Continuous deterministic modeling
- I have more experience with this.
- Analytical solutions give greater insight.
- Can do this in Matlab, quite quickly.
- Computationally efficient - easier to get to steady state of the system which is probably the most interesting state.
- Hard to model some of the things I'd like to model. For example if I want to explicitly model the numbers of ribosomes on the transcript I need to create species and reactions like the following mRNA.(Ribosome)n+Ribosome -> mRNA.(Ribosome)n+1
- The drawbacks of continuous modeling when the molecule numbers are potentially small.
- A less expicit, but probably adequate approach is just to include the following species - RBS, RBS.Ribosome, Ribosomeelong. This doesn't explicitly model an mRNA with varying numbers of ribosomes on it but the number of Ribosomeelong would implicitly tell me how many ribosomes are on each transcript. Thanks Sri.
Discrete stochastic simulation
- TABASCO
- Explicitly models a gene expression system's usage of the chassis' resources.

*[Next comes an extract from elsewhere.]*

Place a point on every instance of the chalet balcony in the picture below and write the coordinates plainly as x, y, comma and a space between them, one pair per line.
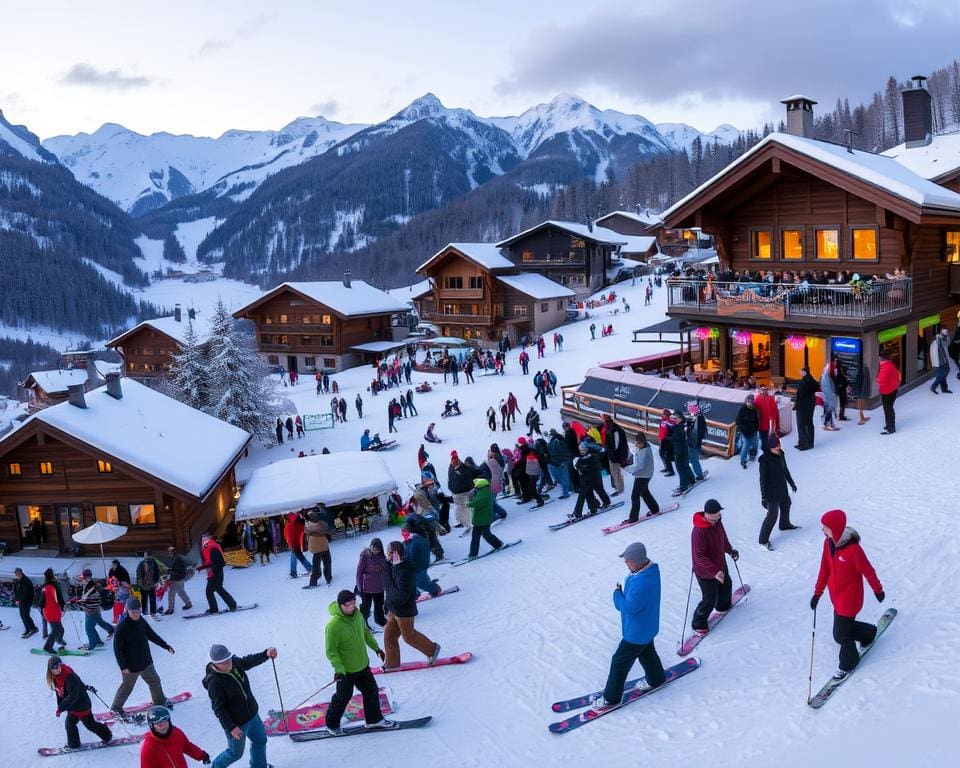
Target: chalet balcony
853, 305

- Accurate simulation of dynamics of small molecule numbers.
- I think this would require me to simulate the time evolution of the system even if I only wanted to look at the steady state. I would also have to run many simulations.
- java.language.ignorance.Barry
- I might gain less intuition and insight from this approach since there would be no analytical solutions. I could try and do both; simulate discretely while at the same time analytically solving some parts of the system.
If the dynamics of VM2.0 are the most important thing to get out of the modeling, then a continuous model is probably the best way to go, if I want to do a thorough job of the modeling that lets me look closely at the demand of whatever system I'm modeling, then a discrete simulation might be better.